Suddenly she knew without a doubt that David had killed Lisa Freeman. Her suspicions were confirmed when she got a call two weeks later. David’s old landlord, renovating the apartment he’d lived in, made a gruesome discovery. A hole had been cut into one of the walls, then expertly plastered over and repainted, but not before something had been placed inside. The landlord had found an industrial-strength plastic bag in the wall. Unzipping it, he was assaulted by a terrible, toxic odor. He called police, who discovered inside the decomposed body of Lisa Freeman. A warrant for David’s arrest for murder was immediately issued.

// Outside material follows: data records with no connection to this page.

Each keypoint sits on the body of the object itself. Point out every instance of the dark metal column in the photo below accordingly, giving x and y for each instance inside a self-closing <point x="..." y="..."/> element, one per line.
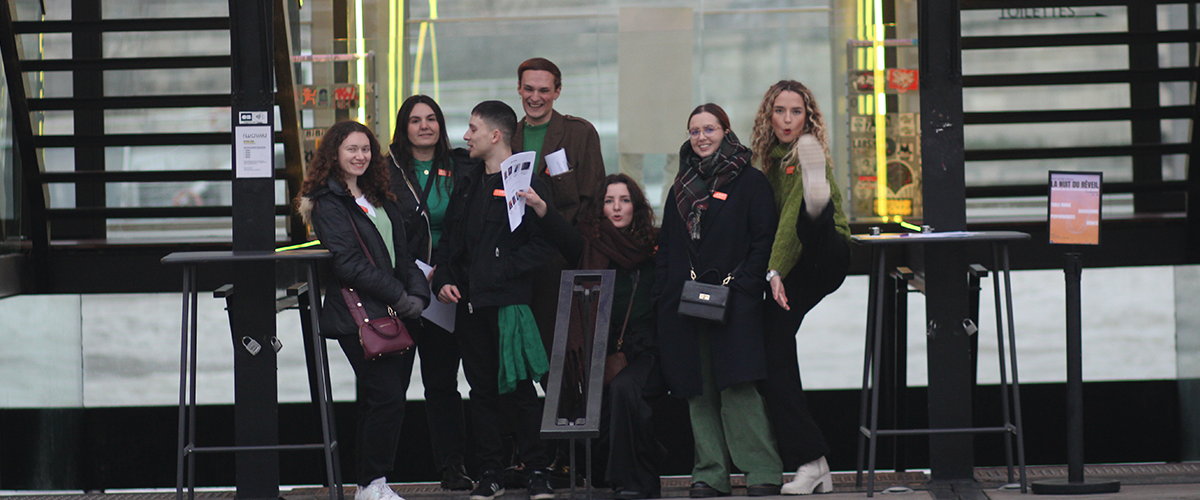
<point x="252" y="307"/>
<point x="87" y="43"/>
<point x="952" y="456"/>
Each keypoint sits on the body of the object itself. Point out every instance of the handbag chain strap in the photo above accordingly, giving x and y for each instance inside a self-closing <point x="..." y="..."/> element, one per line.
<point x="727" y="277"/>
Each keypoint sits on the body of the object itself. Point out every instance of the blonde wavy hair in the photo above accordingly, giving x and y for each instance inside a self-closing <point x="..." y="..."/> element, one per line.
<point x="763" y="138"/>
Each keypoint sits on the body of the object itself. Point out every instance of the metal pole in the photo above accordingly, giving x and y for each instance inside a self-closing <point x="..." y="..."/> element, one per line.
<point x="1075" y="483"/>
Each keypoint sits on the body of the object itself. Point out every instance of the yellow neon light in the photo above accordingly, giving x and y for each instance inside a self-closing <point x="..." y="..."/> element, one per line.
<point x="433" y="48"/>
<point x="881" y="109"/>
<point x="433" y="53"/>
<point x="420" y="56"/>
<point x="395" y="59"/>
<point x="361" y="64"/>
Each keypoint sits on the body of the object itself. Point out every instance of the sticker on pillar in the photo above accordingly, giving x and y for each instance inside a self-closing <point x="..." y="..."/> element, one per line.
<point x="907" y="124"/>
<point x="253" y="151"/>
<point x="903" y="80"/>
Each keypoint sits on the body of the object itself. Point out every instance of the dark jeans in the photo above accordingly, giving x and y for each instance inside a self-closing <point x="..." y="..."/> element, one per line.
<point x="381" y="393"/>
<point x="478" y="338"/>
<point x="443" y="403"/>
<point x="628" y="420"/>
<point x="821" y="270"/>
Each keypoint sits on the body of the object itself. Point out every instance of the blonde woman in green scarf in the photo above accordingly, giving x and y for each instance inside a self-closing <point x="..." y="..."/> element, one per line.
<point x="808" y="261"/>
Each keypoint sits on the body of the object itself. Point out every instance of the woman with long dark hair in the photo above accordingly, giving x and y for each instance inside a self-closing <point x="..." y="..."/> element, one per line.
<point x="424" y="168"/>
<point x="346" y="198"/>
<point x="809" y="260"/>
<point x="616" y="230"/>
<point x="719" y="229"/>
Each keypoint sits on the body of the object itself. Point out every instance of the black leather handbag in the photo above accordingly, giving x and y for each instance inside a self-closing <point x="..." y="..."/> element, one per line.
<point x="705" y="300"/>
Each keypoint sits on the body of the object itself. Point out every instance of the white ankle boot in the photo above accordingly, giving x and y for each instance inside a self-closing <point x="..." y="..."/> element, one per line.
<point x="813" y="169"/>
<point x="810" y="477"/>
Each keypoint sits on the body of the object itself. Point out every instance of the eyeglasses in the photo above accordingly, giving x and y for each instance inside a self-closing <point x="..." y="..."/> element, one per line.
<point x="709" y="131"/>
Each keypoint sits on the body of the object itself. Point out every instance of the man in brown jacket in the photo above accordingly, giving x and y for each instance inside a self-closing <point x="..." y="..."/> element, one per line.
<point x="544" y="130"/>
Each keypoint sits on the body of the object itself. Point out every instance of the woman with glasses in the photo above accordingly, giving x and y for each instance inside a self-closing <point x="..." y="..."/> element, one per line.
<point x="719" y="228"/>
<point x="424" y="169"/>
<point x="808" y="261"/>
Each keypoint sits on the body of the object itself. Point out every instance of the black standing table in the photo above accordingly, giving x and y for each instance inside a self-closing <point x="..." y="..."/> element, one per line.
<point x="871" y="373"/>
<point x="191" y="260"/>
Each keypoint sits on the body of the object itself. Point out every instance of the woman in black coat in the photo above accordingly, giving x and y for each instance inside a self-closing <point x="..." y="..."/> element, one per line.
<point x="424" y="169"/>
<point x="720" y="226"/>
<point x="346" y="198"/>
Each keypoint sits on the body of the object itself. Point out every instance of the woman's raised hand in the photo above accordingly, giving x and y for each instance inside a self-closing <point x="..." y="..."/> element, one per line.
<point x="777" y="290"/>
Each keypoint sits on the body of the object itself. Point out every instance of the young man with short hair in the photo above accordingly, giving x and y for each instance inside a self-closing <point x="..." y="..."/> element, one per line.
<point x="486" y="270"/>
<point x="545" y="131"/>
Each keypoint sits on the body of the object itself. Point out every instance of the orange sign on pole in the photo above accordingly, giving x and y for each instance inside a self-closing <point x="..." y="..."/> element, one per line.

Of course, David was long gone. He had disappeared without a trace. Carolyn-who knew how to track people down-had been absolutely stymied. He must have changed his name, probably even left the country. With his passport he’d gone over the border to Canada or Mexico, and who knew where he headed from there? Carolyn told police he might be traveling with a guitar or a saxophone, but he could have stashed them somewhere. Returning to her apartment, Carolyn had all her locks changed and double bolts installed. She cried then for the first time, really let loose with heaving sobs. How had she not seen? How had she fallen for his sweet talk? She was too good, too shrewd for that. But for a year she had slept beside a murderer. Drying her tears, she began the slow process of digging herself out of debt and getting her life back.